Loyalty Without Drama
The lyrical approach in "I'll Be Around" resists the temptation toward theatrical declaration. The speaker is not promising to move mountains or conquer all opposition; the offer is simpler and perhaps more credible for its modesty. This is love understood as action rather than feeling: showing up being more meaningful than saying something magnificent. That distinction is psychologically sophisticated in ways that Top 40 pop does not always manage, and it gives the song a quality of emotional intelligence that outlasts its chart moment.
The California Context
There is something specifically Californian about the song's emotional temperature.

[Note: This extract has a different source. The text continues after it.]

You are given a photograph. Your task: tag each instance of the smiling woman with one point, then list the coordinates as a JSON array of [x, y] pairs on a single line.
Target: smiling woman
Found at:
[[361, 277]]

The West Coast rock tradition has often valued a certain laconic warmth, a combination of emotional openness and understatement that distinguishes it from both the declarative theatrics of East Coast rock and the more introspective bleakness that sometimes colors British songwriting. "I'll Be Around" sits comfortably in that tradition: warm without being excessive, direct without being melodramatic, the kind of song you could imagine playing on a highway at dusk with the windows down.
What Remains
The songs that hold their value longest in the pop catalog are often not the ones that made the most dramatic promises but the ones that understood what genuine human connection actually requires. Steadiness, availability, the willingness to remain: these are not glamorous qualities, but they are real ones, and the listeners who responded to "I'll Be Around" in 1985 recognized something honest in it. The song offers what it can actually deliver, which is more than most records manage.